You can configure the MDF2CSV algorithm using a YAML configuration file such as the one provided in jobs/examples/mdf2csv/mdf2csv.yaml:

allen_input: # Input to an Allen algorithm
  indir: ../xdigi2mdf/xdigi2mdf-smog2 # Input directory
computing:
  program: mdf2csv # the algorithm to run, here MDF2CSV
mdf2csv:
  algos:  # the list of algorithms to run
    - hits_velo
    - hits_ut
    - hits_scifi
    - mc_particles
    - mc_vertices
    - mc_hit_links
  erase: true # whether to erase an existing CSV file
output:
  outdir: "mdf2csv"  # the output directory

You can then run it using the command:

./run/run.py -c jobs/examples/mdf2csv/mdf2csv.yaml

This is equivalent to running the command:

`./run/mdf2csv/run.py -c jobs/examples/mdf2csv/mdf2csv.yaml`

Note that the Allen input can be configured in 2 ways. You can either provide:

allen_input:
    indir: /input/directory/
    mdf_filename: "dumped_mdf.mdf" # MDF file name in `indir`. Default is `*.mdf`
    geo_dirname: "geometry" # Geometry directory name in `indir`

This is practical because you just have to provide the input directory and don’t have to provide two different paths, one for the MDF files and one for the geometry directory.
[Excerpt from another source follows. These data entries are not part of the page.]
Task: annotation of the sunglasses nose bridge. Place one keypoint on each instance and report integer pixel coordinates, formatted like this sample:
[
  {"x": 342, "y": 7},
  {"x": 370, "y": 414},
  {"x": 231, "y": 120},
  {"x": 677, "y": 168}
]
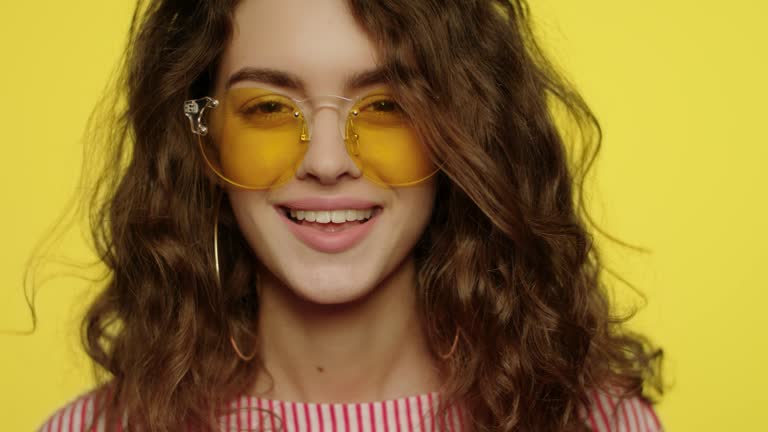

Alternatively, you can provide the MDF file(s) and geometry directory separately using:

allen_input:
    paths:
    - /path/to/mdf1.mdf
    - /path/to/mdf2.mdf
    - {XDIGI2CSV_REPO}/data/mdf3.mdf
    - ./some/relative/path/to/mdf4.mdf
    geodir: /path/to/geodir/

This provides more flexibility and allows you to specify the paths of individual MDF files and the geometry directory separately.